Wednesday 14 February 2018

STILL UNFAIR, STILL WRONG

Just two weeks ago, I wrote about the government’s degrading and unfair treatment of applicants for Personal Independence Payments (PIPs)[1].
PIPs are a replacement for Disability Living Allowance for people aged 16-64 with long-term chronic health problems or disabilities. A full roll-out of PIP was originally planned for October 2013; it has now been revised to by mid-2019.
I described how the PIP assessment process was simply not fit for purpose and how the courts had confirmed that the government had acted unlawfully in its introduction and implementation.
You may have thought that I was commenting for party political advantage or over-egging the pudding. If that was the case, today’s report on PIPs by the all-party House of Commons Work and Pensions Committee might make you think again.
The Committee’s Chair, Frank Field, says that
“…a pervasive lack of trust is undermining its entire operation. In turn, this is translating into untenable human costs to claimants and financial costs to the public purse. No one should have any doubt the process needs urgent change.”
Whilst the vast majority of claimants want the assessment interviews recorded, as a safeguard for the claimant and the government, the Department for Work and Pensions is stubbornly resisting and refusing.
The PIP Assessments are carried out by contractors Capita and Atos. The Committee says Ministers should consider taking these assessments in-house as
“the existing contractors have consistently failed to meet basic performance standards but other companies are hardly scrambling over each other to take over”.

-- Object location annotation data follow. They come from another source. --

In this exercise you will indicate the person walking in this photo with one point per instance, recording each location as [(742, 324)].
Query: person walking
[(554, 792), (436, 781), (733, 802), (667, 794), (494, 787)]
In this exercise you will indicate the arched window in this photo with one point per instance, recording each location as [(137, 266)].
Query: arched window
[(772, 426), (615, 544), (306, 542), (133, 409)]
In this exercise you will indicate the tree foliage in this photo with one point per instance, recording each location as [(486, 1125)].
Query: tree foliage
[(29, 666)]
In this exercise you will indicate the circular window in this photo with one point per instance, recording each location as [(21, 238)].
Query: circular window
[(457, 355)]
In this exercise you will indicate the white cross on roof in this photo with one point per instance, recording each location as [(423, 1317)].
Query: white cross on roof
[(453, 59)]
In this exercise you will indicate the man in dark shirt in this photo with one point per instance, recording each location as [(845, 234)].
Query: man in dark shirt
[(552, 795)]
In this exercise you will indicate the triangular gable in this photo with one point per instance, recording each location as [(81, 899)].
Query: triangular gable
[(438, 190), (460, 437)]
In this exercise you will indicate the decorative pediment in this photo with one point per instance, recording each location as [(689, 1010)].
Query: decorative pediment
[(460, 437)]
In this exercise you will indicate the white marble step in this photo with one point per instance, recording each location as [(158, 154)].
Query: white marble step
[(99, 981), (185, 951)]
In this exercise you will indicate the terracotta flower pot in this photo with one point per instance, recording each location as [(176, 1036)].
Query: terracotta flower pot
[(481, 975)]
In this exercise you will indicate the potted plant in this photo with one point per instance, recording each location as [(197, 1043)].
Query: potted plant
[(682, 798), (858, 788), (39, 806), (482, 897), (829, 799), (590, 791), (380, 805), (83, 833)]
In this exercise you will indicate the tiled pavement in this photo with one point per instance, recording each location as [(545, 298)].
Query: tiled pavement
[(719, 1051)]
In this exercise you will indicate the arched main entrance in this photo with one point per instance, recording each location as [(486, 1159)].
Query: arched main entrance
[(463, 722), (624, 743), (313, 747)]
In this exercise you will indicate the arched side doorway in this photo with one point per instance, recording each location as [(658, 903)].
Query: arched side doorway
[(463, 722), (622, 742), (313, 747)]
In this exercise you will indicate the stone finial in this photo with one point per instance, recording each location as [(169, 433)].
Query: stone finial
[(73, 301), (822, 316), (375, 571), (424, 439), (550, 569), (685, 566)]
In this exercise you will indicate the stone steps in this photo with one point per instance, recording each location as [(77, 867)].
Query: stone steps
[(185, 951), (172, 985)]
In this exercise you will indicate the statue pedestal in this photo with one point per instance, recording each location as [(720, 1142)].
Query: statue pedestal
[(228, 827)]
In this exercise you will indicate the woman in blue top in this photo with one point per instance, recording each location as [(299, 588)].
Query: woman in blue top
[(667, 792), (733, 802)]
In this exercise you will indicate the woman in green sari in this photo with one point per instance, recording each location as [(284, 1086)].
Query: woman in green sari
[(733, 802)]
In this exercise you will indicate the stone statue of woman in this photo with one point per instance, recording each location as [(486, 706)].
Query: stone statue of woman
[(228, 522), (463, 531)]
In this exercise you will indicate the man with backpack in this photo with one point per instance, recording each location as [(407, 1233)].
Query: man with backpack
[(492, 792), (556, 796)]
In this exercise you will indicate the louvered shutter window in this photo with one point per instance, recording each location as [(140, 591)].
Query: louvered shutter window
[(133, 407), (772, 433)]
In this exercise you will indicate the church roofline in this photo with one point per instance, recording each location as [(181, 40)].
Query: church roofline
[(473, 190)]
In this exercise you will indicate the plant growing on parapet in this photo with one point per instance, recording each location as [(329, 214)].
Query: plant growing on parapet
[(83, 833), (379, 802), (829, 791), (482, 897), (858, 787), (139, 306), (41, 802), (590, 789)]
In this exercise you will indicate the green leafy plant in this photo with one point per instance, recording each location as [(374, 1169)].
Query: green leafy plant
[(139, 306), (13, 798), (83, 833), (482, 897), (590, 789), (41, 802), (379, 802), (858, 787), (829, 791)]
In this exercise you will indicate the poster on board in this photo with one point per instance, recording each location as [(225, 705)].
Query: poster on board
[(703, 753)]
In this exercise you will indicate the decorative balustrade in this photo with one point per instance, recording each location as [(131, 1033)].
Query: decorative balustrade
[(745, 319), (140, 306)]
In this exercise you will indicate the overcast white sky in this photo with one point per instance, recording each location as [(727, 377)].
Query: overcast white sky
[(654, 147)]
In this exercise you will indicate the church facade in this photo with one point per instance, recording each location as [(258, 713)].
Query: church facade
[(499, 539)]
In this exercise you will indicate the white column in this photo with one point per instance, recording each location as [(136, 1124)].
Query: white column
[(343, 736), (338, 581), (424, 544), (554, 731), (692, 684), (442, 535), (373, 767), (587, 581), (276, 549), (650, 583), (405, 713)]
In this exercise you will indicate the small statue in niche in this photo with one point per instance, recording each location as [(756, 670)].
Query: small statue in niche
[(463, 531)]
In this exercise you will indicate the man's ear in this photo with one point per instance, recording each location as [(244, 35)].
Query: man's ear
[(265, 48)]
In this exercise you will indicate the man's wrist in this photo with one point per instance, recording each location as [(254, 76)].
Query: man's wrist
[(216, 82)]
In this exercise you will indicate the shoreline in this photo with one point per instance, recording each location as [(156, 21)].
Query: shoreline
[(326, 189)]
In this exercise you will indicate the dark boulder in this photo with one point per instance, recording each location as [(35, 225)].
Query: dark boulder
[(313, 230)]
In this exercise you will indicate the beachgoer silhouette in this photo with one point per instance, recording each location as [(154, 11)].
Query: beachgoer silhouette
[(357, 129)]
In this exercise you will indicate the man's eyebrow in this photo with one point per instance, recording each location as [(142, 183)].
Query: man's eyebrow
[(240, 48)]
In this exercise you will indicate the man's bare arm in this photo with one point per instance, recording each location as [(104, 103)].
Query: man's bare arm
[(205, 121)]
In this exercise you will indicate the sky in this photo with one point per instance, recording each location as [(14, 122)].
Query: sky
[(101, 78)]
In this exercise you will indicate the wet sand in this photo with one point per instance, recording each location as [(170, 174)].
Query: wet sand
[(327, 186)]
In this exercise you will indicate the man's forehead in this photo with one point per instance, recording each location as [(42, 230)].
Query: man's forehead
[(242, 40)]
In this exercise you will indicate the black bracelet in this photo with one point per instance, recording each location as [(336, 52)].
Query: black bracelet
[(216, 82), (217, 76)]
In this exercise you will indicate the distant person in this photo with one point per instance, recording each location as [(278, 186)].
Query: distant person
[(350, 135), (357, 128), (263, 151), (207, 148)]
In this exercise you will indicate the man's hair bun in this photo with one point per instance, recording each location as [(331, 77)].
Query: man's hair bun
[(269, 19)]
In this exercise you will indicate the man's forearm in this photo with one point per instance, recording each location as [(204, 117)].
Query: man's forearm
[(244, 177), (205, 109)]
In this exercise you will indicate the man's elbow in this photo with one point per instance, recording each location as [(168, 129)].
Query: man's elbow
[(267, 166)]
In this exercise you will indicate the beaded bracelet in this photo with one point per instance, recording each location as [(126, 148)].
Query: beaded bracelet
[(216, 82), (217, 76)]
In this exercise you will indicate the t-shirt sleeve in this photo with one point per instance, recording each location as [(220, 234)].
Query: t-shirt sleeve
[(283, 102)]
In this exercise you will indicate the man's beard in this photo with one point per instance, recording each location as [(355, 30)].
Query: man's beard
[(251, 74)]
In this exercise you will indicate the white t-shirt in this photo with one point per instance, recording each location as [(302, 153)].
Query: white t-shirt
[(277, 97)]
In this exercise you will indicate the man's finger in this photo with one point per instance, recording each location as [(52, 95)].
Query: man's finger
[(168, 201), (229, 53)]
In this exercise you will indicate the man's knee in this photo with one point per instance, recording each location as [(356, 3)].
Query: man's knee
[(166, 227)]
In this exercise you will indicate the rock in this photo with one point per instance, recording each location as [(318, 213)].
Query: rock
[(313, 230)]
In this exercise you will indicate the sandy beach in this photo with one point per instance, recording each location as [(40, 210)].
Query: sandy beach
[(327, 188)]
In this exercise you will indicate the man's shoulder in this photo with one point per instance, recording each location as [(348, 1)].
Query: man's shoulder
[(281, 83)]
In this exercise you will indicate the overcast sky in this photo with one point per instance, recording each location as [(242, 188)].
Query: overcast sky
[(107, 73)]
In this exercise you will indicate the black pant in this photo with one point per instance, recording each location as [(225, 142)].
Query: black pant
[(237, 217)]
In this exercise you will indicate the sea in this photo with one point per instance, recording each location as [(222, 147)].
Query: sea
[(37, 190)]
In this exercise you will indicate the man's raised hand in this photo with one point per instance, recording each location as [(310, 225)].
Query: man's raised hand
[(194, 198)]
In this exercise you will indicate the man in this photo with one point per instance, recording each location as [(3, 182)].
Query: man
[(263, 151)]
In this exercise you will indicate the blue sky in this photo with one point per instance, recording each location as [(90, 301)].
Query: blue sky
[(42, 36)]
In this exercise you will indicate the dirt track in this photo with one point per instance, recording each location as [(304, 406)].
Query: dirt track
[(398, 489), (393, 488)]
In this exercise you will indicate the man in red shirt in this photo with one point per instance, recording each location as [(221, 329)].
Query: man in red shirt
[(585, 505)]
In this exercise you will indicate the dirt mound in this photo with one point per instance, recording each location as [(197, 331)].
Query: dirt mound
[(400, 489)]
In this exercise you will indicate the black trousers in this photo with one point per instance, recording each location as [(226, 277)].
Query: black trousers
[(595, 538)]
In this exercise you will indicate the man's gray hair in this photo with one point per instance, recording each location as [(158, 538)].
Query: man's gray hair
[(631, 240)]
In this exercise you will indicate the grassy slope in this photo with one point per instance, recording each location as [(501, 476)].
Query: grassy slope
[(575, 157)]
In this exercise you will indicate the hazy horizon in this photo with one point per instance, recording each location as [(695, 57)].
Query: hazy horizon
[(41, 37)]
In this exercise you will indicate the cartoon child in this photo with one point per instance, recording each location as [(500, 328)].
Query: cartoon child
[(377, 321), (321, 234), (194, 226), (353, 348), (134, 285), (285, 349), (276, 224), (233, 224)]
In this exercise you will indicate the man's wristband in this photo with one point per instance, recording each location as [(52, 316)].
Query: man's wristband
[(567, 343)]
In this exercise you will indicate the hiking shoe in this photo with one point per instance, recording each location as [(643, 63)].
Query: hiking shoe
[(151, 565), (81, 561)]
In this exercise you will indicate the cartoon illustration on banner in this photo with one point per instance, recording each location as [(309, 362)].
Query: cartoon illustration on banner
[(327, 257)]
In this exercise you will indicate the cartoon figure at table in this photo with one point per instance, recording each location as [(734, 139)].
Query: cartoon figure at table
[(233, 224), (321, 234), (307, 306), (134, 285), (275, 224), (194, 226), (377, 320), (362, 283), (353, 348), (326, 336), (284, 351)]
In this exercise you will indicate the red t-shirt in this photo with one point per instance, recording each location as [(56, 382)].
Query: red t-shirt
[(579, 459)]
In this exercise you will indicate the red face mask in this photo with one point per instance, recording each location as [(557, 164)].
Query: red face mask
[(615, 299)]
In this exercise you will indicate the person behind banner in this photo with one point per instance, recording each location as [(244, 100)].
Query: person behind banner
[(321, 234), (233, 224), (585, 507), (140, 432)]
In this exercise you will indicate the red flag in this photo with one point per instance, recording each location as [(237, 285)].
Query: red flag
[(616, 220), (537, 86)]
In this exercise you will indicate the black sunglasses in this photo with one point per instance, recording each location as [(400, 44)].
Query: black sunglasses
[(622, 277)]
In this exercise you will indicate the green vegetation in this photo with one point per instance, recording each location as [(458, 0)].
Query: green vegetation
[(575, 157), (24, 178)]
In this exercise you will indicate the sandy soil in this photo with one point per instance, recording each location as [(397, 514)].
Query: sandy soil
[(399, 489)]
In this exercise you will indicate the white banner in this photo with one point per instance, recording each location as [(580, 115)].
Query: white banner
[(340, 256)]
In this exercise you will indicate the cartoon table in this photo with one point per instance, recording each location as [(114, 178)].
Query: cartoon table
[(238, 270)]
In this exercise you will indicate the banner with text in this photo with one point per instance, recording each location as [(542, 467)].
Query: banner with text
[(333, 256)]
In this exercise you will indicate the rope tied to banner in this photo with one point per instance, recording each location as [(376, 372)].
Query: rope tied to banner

The committee said that this assessment work was outsourced in the name of efficiency and consistency. However, none of the providers had ever hit their quality performance targets, yet a core theme from the research had been that
“…claimants do not believe assessors can be trusted to record what took place during the assessment accurately [which] has implications far beyond the minority of claimants who directly experience poor decision making”.
What an indictment!
This isn’t about party politics. It is about treating the most vulnerable of the UK’s citizens fairly and with humanity. Isn’t that what British values are about?